In one case, a lithium-battery manufacturer supplying Tesla, situated on the Yangtze River, was fined $22,500 for dumping wastewater containing chemical oxygen demand, or COD, at a level seven times higher than the legal limit. In another case, a company making die-casting accessories for Tesla’s aluminum alloy repeatedly violated environmental regulations between 2019 and 2021, including by dumping wastewater into a storm drain, and was fined a total of $115,000.
Tesla is not alone in facing these issues—China’s booming EV companies like Nio and the Warren Buffett-backed BYD Auto do business with many of the same suppliers. What’s more, they have been steadily chipping away at Tesla’s market, since Tesla was hit with a barrage of bad press over data privacy and being a potential risk to national security. Tesla demand in China was “pretty anemic,” Tu Le, founder of Beijing consultancy Sino Auto Insights, told the Financial Times last month.
But Tesla remains the world’s biggest EV company by far. And so IPE believes it has a special obligation to act on supply-chain risks. “Tesla’s avoidance and silence make it disputable whether it has achieved its environmental commitments,” its report says.
Child labor allegations
It will be harder for the company to remain silent at its annual shareholder meeting (online) on Oct. 7, where investors will vote on another hot issue: child labor. A resolution filed by activist investors demands that Tesla appoint an independent organization to end all child labor in its supply chain. A similar resolution at Tesla’s annual meeting last year won 24.8% of the votes.
At issue is Tesla’s reliance on cobalt from the Democratic Republic of the Congo, which produces more than 60% of the world’s supply of the mineral, crucial for making lithium batteries. A desperately poor country, the DRC is beset with grand-scale corruption and endemic child labor in the mines, where underage workers earn pennies a day in the backbreaking work of digging and hauling cobalt.
Musk, who has said Tesla will eventually produce no-cobalt batteries, has a contract to buy at least 6,000 tons of cobalt a year from Glencore, the world’s biggest cobalt trader, which has extensive mines in the DRC. Glencore denies it uses underage miners.

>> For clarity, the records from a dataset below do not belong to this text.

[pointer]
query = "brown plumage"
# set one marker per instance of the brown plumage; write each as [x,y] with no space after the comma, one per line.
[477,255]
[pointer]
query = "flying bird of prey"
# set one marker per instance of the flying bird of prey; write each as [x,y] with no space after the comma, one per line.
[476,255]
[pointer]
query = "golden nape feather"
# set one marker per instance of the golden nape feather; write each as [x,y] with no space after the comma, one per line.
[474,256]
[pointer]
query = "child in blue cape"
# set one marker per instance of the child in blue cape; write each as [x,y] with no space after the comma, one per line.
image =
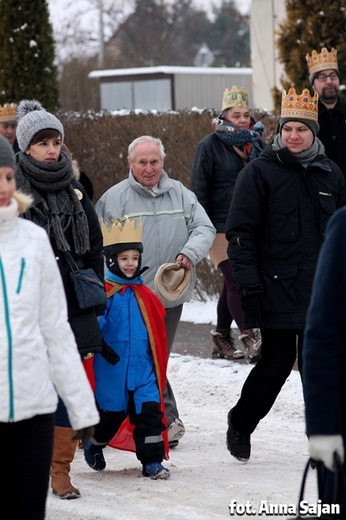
[129,393]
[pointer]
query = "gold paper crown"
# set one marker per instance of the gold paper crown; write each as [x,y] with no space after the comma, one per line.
[323,61]
[119,233]
[303,106]
[235,98]
[8,113]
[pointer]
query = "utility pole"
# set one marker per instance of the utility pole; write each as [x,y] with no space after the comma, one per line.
[101,57]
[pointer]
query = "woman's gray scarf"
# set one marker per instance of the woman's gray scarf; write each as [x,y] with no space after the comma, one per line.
[56,206]
[304,158]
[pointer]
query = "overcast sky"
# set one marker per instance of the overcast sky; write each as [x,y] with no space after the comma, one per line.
[61,9]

And last year, Tesla filed a motion to dismiss a lawsuit in U.S. federal court in Washington, D.C., charging that the company, as well as Apple, Dell, and other tech giants, were aiding and abetting child labor in the cobalt mines; Tesla argued that it could not reasonably control the operations of mining companies thousands of miles away.
Even so, the company has, on paper, a no-tolerance policy toward child labor, saying that it has visited many DRC mines and scrutinizes companies seeking its business. “Tesla does not, and will not, tolerate the use of slave or child labor in the manufacturing of its products,” says its conflict-minerals policy.
But the investors’ resolution up for a vote next week says Tesla is trying to have it both ways: arguing that conditions in the cobalt mines are beyond their control, while also stating that it does not tolerate any child labor.
“They could be doing more to make sure they implement their no-child-labor policy,” said Gina Falada, senior program associate for Investor Advocates for Social Justice, the faith-based group that filed the resolution. “They talk about no tolerance of child labor, but there’s no evidence to show they are effectively implementing that policy,” she added. “Companies have a responsibility to ensure that their suppliers are meeting their standards on human rights.”